Jim Harbaugh has struggled to live up to the hype as a developer of quarterbacks and offensive wiz. There’s no doubt about that.
We can add another notch to Harbaugh’s big-game losses belt after Week 1, when Michigan lost its 17th straight road game against a ranked opponent, a setting they haven’t won in since 2006. This time it was to Notre Dame.
Now, you can bet on Harbaugh not being a part of the program in 2019, in one of many Week 1 overreactions.
Here are the odds from BetOnline. Harbaugh still being Michigan’s coach is a 1-2 favorite, meaning you’d have to wager $20 to win $10.
What will Jim Harbaugh’s job be in 2019?
Let’s not give this one a whole lot of life. It’s going to take a lot for Michigan to move on from its prodigal son. It’s going to take even more to push him out of the city he grew up in, Ann Arbor.
For those not from around A2, Harbaugh is this program’s ultimate hire. His dad coached at Michigan, Harbaugh played quarterback for the Wolverines, he had undeniable success in the NFL and he started off 20-4 as head coach.
He’s carried a lot of hype, created a lot of noise and garnished plenty of criticism for not following up on that with big wins.
But none of that will lead to him being canned, nor wanting to leave a place where he calls all the shots. Plus, aside from maybe Braylon Edwards, no one’s got a big enough issue with him to stop it.

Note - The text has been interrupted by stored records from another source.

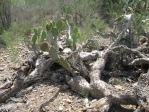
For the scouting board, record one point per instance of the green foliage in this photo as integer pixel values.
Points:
(139, 9)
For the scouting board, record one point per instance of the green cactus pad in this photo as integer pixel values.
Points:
(64, 63)
(44, 47)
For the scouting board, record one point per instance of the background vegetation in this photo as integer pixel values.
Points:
(19, 17)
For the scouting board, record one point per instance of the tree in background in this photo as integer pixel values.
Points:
(5, 15)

Why didn’t it work for Harbaugh in San Francisco?
Ownership didn’t like how much control he had. The success was there. Three trips to the NFC Championship Game and a Super Bowl appearance make that clear. Harbaugh likes running his own show, and that wasn’t going to be the case anymore in San Francisco.
Squash that narrative that he “comes and goes.” He was pushed out by the 49ers, and his career wasn’t ever at its final destination until he got back to where he always wanted to be: Michigan.

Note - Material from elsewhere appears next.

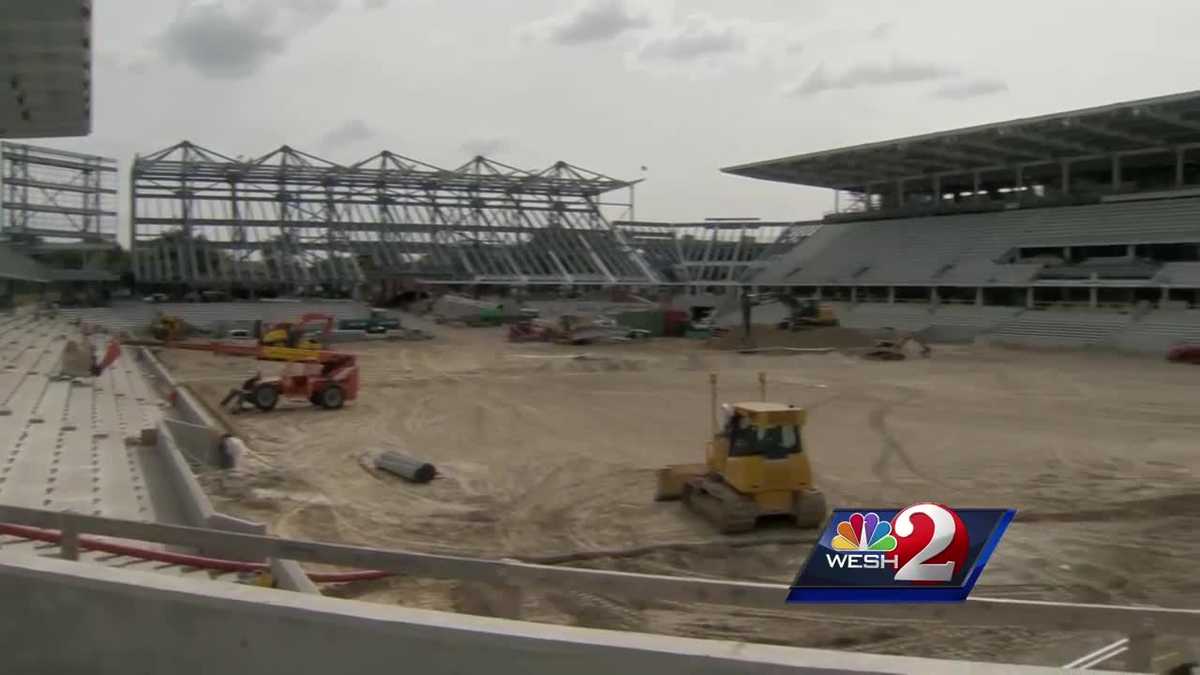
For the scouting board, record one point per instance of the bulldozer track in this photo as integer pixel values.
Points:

Not only is this an emotional fit for Harbaugh, it’s a place that gives him Thor’s Hammer. He can do anything he wants in Ann Arbor. He can take his players to Rome, then France, and next, South Africa. He can keep reporters out of practice, limit his press conferences and discontinue Michigan Media Day.

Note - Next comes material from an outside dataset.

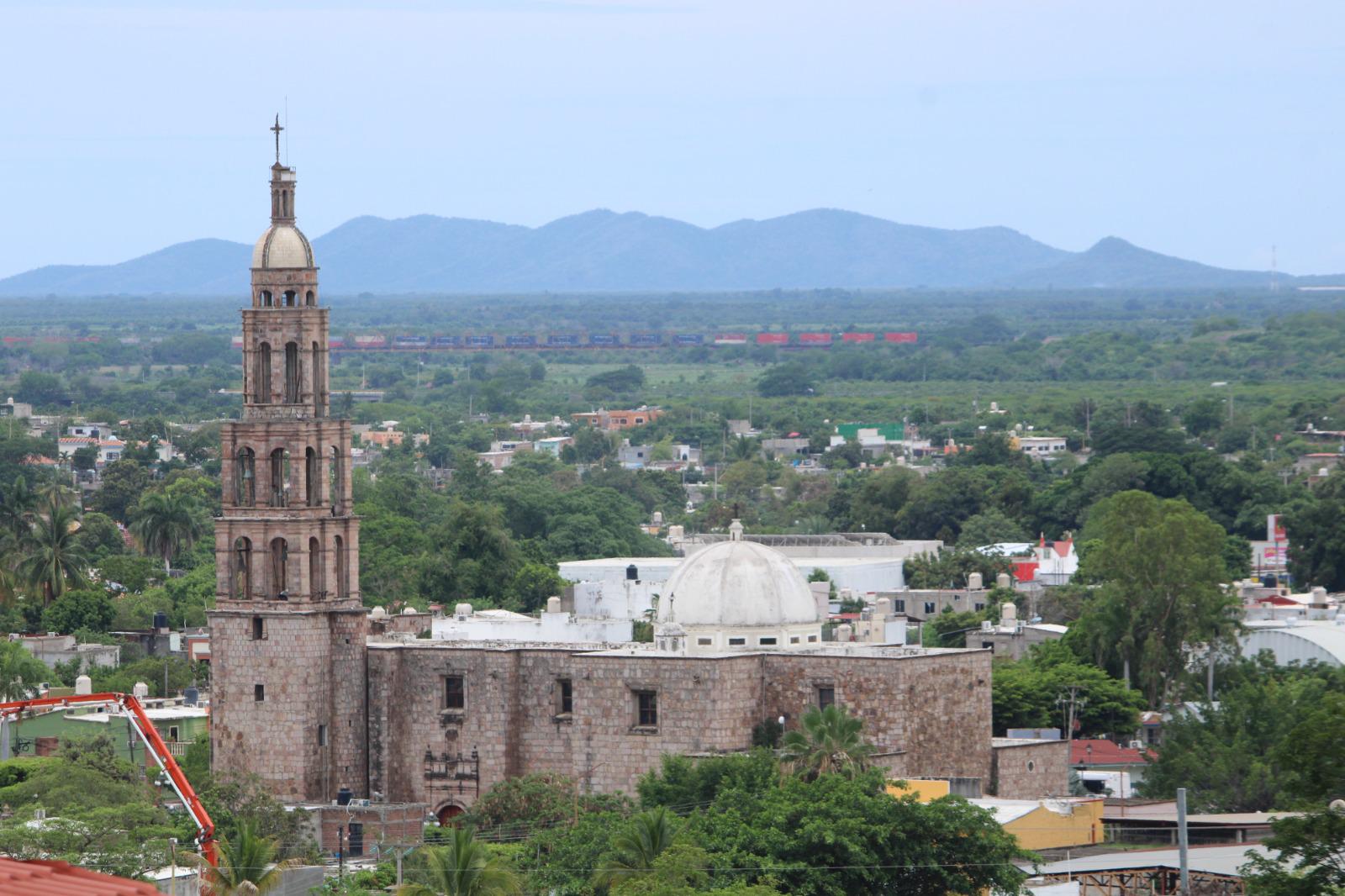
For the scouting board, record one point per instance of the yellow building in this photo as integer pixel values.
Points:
(1037, 824)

He’s got the keys to the city, and there’s a slim-to-none chance that Michigan’s athletic department even considers moving on from Harbaugh after four seasons.
Unless this team collapses to below six wins or finds its way into a scandal, Harbaugh will no doubt be Michigan’s head coach in 2019. Even then, there’s not a big chance he goes anywhere.
Consider this prop just one of many Week 1 overreactions.